FIFA says there no plans to abandon Confederations Cup tournament in Brazil and no discussions have taken place on the issue
— Sky News Newsdesk (@SkyNewsBreak) June 21, 2013
As Tweets of the increasingly large protests in Brazil continue to reveal a country in turmoil, the national football sections are mostly silent. The Guardian leads with news of Arsenal signing Real Madrid forward Gonzalo Higuain, The Daily Mail leads with news of Thiago Alcantara signing for Manchester United for £17 million, and ESPNFC has a lead editorial on the continued vilification of Fernando Torres.
This is not to blame anyone. Football sections are for football, and the reasons for the protests are becoming more and more politically diverse, as is often the pattern with national uprisings. We cannot expect soccer writers to be political scientists.
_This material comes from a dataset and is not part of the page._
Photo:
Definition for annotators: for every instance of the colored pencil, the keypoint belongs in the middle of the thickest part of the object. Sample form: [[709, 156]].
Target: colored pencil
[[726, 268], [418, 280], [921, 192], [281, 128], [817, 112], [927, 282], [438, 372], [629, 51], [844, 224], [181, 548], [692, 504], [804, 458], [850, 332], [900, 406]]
For those of them not in Brazil, and for us at home, the only sense of the tournament is a static green pitch with changing teams and changing backgrounds. The stadiums are simply names, as are the cities in which they’re located. Once the game is over, it all disappears. Television separates football from geographical and cultural context.
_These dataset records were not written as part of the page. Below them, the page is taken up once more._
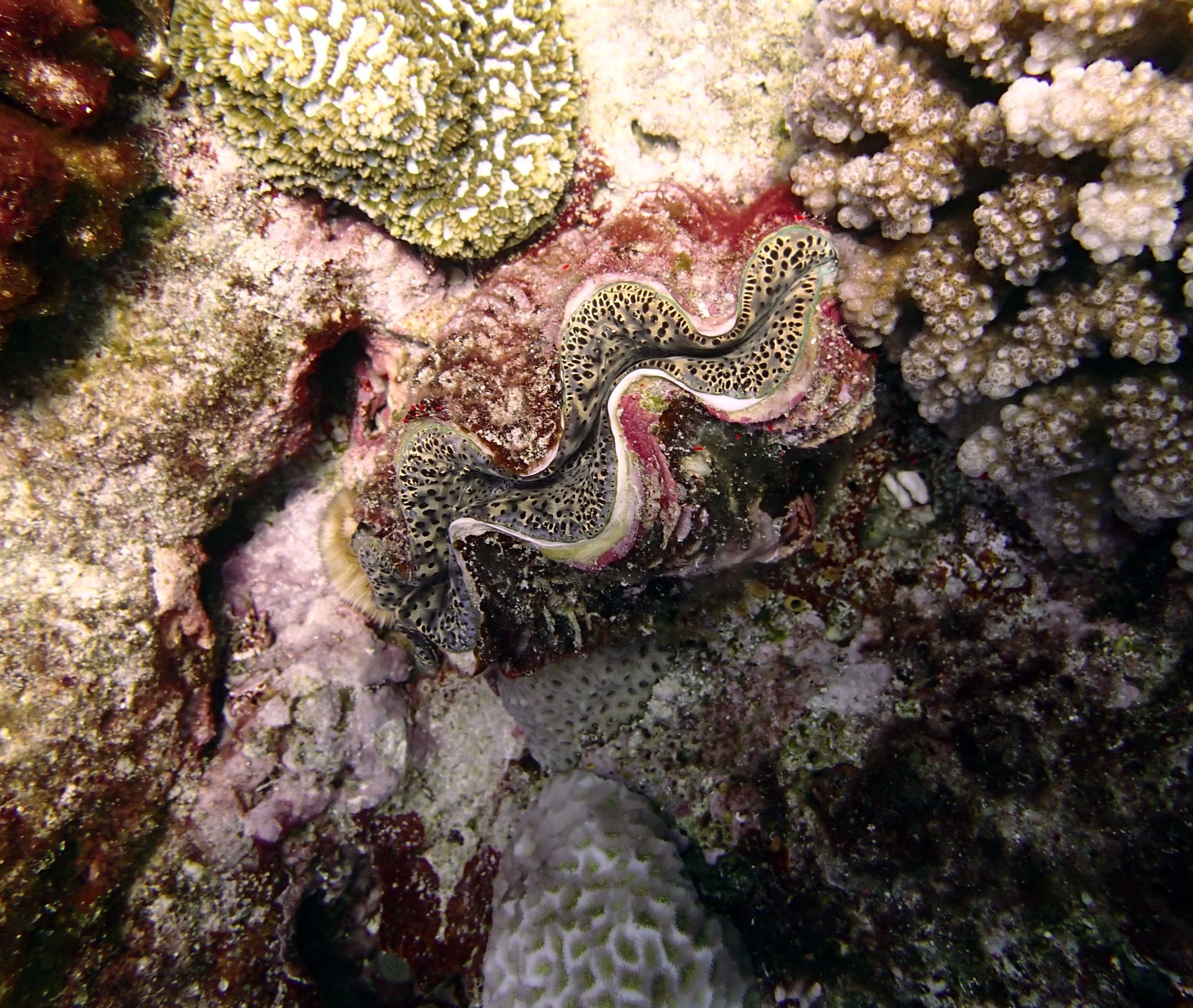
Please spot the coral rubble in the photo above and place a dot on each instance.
(182, 381)
(612, 488)
(454, 128)
(1060, 168)
(591, 901)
FIFA understands this. Their interest is not in the well-being of Brazil, but in the World Cup. This is why they required the Brazilian government to override the national Fan Code of Consumer Protection to make way for FIFA’s draconian General Law of the World Cup, allowing for tax-free consumer zones and the end of provisions allowing ticket discounts for students and seniors, all to maximize profits for FIFA.
This is why people like FIFA’s general secretary Jerome Valcke have said in the recent past, “…less democracy is sometimes better for organizing a World Cup.” FIFA regards the world as a giant television studio for its lucrative product, convincing host nations to claw at each other and submit bribes to ExCo members in return for the right to sign over their economic rights and build white elephant stadiums for a month-long tournament.
They did not count of course on the nation of football worshippers to dare question their governments allegiance to the self-interested whims of an unaccountable governing body. Now, the preparatory event is in shambles, the subject of rumours of cancellations. If FIFA want the World Cup to be a celebratory event, they will need to work with the government to allow concessions to satisfy protesters that every day Brazilians will eventually see tangible benefits from the tournament. They’ll need to start right now, today.